The computer readable program instructions may also be loaded onto a computer, other programmable data processing apparatus, or other device to cause a series of operational steps to be performed on the computer, other programmable apparatus or other device to produce a computer implemented process, such that the instructions which execute on the computer, other programmable apparatus, or other device implement the functions/acts specified in the flowchart and/or block diagram block or blocks.
The flowchart and block diagrams in the Figures illustrate the architecture, functionality, and operation of possible implementations of systems, methods and computer program products according to various embodiments of the present invention. In this regard, each block in the flowchart or block diagrams may represent a module, segment, or portion of code, which comprises one or more executable instructions for implementing the specified logical function(s). It should also be noted that, in some alternative implementations, the functions noted in the block may occur out of the order noted in the figures. For example, two blocks shown in succession may, in fact, be executed substantially concurrently, or the blocks may sometimes be executed in the reverse order, depending upon the functionality involved. It will also be noted that each block of the block diagrams and/or flowchart illustration, and combinations of blocks in the block diagrams and/or flowchart illustration, can be implemented by special purpose hardware-based systems that perform the specified functions or acts, or combinations of special purpose hardware and computer instructions.
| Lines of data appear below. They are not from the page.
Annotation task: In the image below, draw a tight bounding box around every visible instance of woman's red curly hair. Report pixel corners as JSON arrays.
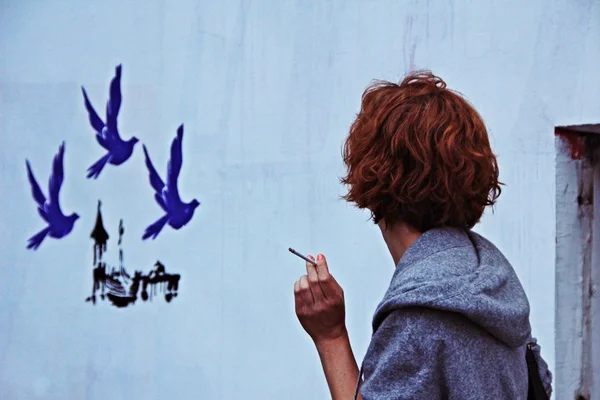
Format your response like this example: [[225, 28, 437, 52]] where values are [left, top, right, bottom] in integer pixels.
[[341, 71, 502, 232]]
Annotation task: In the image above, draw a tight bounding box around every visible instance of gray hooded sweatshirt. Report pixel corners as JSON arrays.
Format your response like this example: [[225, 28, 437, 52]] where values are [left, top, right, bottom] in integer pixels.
[[357, 228, 552, 400]]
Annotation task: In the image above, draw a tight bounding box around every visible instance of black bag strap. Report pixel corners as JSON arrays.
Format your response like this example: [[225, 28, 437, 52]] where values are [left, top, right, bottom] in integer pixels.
[[525, 343, 549, 400]]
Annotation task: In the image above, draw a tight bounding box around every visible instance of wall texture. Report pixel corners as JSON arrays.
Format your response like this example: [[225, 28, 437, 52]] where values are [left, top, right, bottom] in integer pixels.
[[0, 0, 600, 400]]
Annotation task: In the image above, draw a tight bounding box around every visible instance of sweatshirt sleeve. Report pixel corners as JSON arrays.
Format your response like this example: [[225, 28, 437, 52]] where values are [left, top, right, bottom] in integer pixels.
[[360, 310, 444, 400]]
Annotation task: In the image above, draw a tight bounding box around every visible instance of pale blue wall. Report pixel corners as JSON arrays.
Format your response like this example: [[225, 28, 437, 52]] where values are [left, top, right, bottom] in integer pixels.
[[0, 0, 600, 400]]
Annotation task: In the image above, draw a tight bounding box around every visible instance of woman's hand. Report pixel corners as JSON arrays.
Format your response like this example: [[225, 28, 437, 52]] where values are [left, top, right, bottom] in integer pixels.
[[294, 254, 347, 347]]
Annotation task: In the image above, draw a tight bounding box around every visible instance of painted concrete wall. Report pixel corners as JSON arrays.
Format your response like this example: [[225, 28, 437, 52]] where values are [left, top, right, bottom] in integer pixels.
[[0, 0, 600, 399]]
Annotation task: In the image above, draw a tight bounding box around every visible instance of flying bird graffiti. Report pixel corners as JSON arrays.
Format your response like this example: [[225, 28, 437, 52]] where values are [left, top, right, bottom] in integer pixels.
[[25, 142, 79, 250], [81, 64, 139, 179], [142, 124, 200, 240]]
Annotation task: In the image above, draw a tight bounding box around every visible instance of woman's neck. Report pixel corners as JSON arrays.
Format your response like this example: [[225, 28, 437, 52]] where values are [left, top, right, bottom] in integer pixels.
[[378, 221, 421, 267]]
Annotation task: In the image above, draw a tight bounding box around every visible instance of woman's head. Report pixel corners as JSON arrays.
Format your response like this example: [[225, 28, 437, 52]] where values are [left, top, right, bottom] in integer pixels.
[[341, 71, 501, 232]]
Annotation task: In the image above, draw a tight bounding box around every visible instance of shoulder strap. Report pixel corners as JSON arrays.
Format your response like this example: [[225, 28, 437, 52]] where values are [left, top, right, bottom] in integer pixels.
[[525, 343, 549, 400]]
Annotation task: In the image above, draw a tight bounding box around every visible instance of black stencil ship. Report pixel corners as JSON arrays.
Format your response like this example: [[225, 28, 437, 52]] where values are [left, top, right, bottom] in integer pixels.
[[85, 201, 181, 308]]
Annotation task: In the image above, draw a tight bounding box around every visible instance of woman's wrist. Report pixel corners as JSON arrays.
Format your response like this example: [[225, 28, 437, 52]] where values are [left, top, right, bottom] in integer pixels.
[[314, 326, 350, 353]]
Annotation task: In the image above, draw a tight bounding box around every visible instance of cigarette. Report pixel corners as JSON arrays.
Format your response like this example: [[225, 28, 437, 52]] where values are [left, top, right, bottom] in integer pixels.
[[288, 247, 317, 266]]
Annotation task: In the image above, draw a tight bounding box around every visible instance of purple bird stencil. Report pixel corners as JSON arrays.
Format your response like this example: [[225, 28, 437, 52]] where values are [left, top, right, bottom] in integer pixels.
[[142, 124, 200, 240], [81, 64, 139, 179], [25, 142, 79, 250]]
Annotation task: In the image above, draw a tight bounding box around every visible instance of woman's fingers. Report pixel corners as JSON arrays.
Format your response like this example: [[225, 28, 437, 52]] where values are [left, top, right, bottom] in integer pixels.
[[300, 275, 315, 306], [316, 254, 343, 299], [306, 255, 325, 303], [294, 279, 304, 314]]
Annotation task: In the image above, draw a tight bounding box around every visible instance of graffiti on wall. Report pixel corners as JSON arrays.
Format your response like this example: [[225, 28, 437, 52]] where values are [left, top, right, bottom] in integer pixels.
[[26, 64, 200, 308], [85, 200, 181, 308]]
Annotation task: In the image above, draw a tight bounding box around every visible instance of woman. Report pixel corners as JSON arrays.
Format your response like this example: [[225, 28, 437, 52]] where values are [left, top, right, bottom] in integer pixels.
[[294, 72, 552, 400]]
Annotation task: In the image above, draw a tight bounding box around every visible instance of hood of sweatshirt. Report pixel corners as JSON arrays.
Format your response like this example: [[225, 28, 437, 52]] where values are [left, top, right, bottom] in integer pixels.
[[373, 228, 531, 348]]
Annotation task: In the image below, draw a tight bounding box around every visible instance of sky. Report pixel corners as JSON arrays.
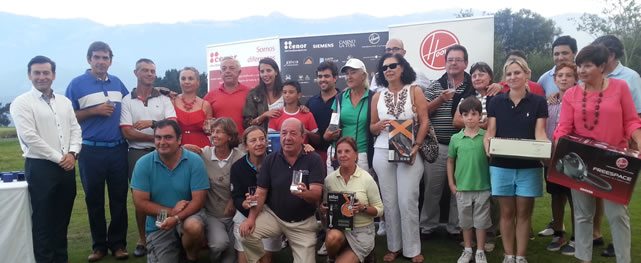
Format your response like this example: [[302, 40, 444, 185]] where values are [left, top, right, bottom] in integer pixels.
[[0, 0, 605, 26]]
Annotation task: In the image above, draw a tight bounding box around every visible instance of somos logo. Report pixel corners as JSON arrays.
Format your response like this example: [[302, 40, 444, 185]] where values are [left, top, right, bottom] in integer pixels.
[[616, 157, 628, 169], [420, 29, 459, 70]]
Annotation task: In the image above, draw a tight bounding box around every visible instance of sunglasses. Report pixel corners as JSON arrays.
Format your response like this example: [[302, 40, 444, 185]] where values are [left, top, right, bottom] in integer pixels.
[[381, 63, 399, 72]]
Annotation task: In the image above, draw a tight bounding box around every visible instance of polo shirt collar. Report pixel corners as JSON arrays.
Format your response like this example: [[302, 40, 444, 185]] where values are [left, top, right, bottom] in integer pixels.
[[131, 87, 161, 99], [218, 82, 247, 94]]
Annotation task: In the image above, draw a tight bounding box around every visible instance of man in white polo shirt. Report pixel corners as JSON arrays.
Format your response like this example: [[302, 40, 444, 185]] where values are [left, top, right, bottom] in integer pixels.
[[120, 58, 176, 257]]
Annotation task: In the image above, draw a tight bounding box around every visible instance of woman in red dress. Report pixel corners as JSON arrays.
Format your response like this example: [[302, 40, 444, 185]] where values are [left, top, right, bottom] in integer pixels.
[[173, 67, 212, 148]]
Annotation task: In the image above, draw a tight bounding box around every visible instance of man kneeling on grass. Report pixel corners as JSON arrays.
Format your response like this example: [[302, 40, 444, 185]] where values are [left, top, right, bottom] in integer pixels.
[[131, 120, 209, 263]]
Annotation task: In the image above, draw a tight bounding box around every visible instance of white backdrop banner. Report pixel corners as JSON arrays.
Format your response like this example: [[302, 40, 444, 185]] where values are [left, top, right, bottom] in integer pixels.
[[389, 16, 494, 80]]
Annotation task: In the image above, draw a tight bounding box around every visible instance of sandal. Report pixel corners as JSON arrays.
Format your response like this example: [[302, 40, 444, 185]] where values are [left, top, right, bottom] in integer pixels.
[[412, 254, 425, 263], [383, 251, 401, 262]]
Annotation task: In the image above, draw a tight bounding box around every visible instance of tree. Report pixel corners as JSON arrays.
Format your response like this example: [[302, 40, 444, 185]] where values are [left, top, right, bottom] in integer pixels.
[[573, 0, 641, 71], [0, 103, 11, 126], [154, 69, 209, 98]]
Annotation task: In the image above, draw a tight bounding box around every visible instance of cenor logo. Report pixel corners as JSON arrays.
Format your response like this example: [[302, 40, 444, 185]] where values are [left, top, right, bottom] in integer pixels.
[[420, 29, 459, 70], [617, 157, 628, 169]]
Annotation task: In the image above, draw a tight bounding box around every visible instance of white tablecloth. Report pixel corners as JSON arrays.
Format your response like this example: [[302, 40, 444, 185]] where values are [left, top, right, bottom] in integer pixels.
[[0, 181, 36, 263]]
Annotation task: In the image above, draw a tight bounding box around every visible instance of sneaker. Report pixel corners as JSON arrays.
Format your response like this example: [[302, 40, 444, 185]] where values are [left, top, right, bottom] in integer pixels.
[[503, 256, 516, 263], [539, 221, 554, 237], [483, 241, 496, 253], [546, 236, 565, 251], [316, 242, 327, 256], [456, 250, 474, 263], [376, 221, 385, 236], [561, 240, 574, 256], [474, 251, 487, 263], [601, 243, 616, 258]]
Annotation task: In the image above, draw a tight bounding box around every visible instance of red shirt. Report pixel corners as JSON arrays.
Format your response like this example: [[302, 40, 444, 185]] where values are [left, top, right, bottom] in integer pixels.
[[204, 83, 249, 134], [499, 80, 545, 98], [269, 108, 318, 143]]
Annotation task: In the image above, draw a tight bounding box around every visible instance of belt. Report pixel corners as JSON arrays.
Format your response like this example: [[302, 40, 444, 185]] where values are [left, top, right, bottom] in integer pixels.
[[82, 140, 125, 148]]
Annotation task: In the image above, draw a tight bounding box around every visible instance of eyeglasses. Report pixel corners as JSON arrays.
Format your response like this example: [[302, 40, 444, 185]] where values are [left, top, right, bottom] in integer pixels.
[[385, 47, 403, 52], [447, 58, 465, 63], [381, 63, 399, 72]]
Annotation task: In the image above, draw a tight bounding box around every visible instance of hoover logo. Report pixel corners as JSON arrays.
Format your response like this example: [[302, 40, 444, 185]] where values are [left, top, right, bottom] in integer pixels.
[[367, 33, 381, 45], [617, 157, 628, 169], [420, 30, 459, 70], [283, 41, 307, 52]]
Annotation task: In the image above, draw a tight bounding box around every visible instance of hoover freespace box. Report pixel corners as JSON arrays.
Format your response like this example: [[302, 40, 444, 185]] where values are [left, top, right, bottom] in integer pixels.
[[548, 135, 641, 205]]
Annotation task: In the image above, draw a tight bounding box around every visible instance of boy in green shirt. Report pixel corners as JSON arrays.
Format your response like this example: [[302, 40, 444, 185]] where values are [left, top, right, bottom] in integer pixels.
[[447, 96, 492, 263]]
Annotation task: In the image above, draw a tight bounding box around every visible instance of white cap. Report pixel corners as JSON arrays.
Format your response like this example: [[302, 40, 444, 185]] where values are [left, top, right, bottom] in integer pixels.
[[341, 58, 367, 73]]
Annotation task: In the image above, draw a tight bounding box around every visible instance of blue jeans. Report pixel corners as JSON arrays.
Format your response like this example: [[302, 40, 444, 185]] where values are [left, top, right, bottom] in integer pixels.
[[78, 143, 129, 252]]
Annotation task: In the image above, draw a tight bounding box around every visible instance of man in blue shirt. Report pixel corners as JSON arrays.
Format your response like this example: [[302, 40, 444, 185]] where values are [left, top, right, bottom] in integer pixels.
[[65, 41, 129, 262], [537, 36, 577, 97], [131, 120, 209, 263]]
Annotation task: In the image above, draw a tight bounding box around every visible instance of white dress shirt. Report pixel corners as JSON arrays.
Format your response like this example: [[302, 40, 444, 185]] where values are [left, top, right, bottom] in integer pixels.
[[9, 87, 82, 163]]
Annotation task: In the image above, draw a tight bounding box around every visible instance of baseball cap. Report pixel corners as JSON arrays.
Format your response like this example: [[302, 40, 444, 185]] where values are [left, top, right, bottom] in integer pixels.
[[341, 58, 367, 73]]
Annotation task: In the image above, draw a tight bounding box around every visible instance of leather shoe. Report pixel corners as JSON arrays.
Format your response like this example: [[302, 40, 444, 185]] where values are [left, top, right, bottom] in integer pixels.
[[113, 248, 129, 260], [87, 250, 107, 262], [134, 244, 147, 257]]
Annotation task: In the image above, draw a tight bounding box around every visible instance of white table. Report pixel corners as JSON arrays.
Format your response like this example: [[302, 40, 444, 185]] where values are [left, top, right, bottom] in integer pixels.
[[0, 181, 36, 263]]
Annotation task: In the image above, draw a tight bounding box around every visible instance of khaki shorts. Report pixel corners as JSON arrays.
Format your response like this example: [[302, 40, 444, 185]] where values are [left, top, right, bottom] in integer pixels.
[[456, 191, 492, 229]]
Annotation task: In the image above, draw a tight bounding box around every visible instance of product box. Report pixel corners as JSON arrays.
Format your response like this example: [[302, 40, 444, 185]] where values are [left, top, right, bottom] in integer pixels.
[[548, 135, 641, 205], [490, 138, 552, 159], [327, 192, 356, 230], [387, 119, 415, 162]]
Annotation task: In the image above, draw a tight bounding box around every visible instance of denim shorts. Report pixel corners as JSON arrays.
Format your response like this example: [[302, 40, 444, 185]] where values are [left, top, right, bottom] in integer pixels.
[[490, 166, 543, 197]]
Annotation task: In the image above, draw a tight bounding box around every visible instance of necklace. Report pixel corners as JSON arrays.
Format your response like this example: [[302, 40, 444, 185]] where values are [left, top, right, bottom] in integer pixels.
[[180, 96, 197, 111], [581, 80, 605, 131]]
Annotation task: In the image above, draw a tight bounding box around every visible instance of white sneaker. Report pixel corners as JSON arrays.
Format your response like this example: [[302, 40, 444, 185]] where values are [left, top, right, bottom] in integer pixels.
[[456, 250, 474, 263], [503, 256, 516, 263], [316, 242, 327, 256], [474, 250, 487, 263], [376, 221, 385, 236]]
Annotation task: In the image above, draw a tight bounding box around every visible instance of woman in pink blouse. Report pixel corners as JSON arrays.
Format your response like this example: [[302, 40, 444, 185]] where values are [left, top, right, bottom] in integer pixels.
[[554, 45, 641, 262]]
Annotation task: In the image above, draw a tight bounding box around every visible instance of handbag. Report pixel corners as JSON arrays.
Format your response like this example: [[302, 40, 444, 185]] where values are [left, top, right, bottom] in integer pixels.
[[410, 86, 438, 163]]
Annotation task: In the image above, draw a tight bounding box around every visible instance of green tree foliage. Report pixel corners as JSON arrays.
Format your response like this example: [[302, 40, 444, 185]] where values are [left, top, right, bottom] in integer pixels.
[[574, 0, 641, 71], [154, 69, 209, 98], [0, 103, 11, 126]]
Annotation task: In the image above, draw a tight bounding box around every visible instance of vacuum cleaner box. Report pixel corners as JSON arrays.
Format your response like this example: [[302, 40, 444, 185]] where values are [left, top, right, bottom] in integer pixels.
[[490, 137, 552, 159], [548, 135, 641, 205]]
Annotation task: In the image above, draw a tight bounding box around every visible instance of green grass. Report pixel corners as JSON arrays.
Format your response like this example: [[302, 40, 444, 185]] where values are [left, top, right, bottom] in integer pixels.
[[0, 139, 641, 263]]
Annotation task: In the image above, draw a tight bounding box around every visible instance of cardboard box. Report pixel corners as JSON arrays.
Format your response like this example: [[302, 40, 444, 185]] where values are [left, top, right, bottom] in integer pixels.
[[490, 138, 552, 160], [548, 136, 641, 205], [387, 119, 415, 162], [327, 192, 356, 230]]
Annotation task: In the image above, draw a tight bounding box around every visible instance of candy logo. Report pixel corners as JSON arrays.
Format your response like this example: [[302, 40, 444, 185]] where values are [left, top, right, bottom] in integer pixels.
[[420, 30, 459, 70], [617, 157, 628, 169]]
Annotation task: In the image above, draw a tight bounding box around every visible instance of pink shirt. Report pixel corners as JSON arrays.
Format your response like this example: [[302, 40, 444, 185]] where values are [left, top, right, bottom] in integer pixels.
[[554, 78, 641, 147], [204, 83, 249, 134]]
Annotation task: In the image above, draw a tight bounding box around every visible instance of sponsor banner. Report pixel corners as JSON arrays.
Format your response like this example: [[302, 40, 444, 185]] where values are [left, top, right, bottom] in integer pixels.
[[548, 135, 641, 205], [207, 38, 280, 90], [383, 17, 494, 80], [280, 32, 388, 101]]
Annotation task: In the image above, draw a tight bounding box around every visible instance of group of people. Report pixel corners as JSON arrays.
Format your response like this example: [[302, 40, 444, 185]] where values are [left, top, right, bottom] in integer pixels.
[[11, 33, 641, 263]]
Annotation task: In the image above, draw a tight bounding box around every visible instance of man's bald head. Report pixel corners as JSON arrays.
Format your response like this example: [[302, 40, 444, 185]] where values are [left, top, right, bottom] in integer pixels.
[[385, 38, 406, 56]]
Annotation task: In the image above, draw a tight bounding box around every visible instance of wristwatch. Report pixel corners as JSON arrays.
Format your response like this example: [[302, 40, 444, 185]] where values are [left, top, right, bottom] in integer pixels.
[[556, 152, 612, 192]]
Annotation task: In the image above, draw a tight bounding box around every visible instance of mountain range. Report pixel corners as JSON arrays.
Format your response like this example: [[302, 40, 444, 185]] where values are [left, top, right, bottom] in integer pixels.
[[0, 9, 593, 103]]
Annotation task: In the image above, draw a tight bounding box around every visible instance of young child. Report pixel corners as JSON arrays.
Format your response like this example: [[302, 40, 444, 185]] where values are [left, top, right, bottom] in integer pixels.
[[269, 81, 320, 143], [447, 96, 492, 263]]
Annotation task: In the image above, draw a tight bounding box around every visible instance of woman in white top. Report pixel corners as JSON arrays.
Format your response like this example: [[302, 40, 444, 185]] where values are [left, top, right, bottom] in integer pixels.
[[370, 54, 429, 262]]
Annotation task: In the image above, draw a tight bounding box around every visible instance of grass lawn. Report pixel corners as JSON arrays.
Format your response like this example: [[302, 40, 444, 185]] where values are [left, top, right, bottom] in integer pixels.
[[0, 139, 641, 263]]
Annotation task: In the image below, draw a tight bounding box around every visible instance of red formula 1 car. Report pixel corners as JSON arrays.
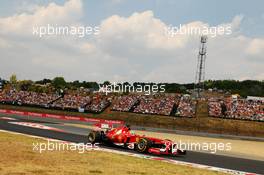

The descriptions of the various embodiments of the present invention have been presented for purposes of illustration but are not intended to be exhaustive or limited to the embodiments disclosed. Many modifications and variations will be apparent to those of ordinary skill in the art without departing from the scope and spirit of the described embodiments. The terminology used herein was chosen to best explain the principles of the embodiments, the practical application or technical improvement over technologies found in the marketplace, or to enable others of ordinary skill in the art to understand the embodiments disclosed herein.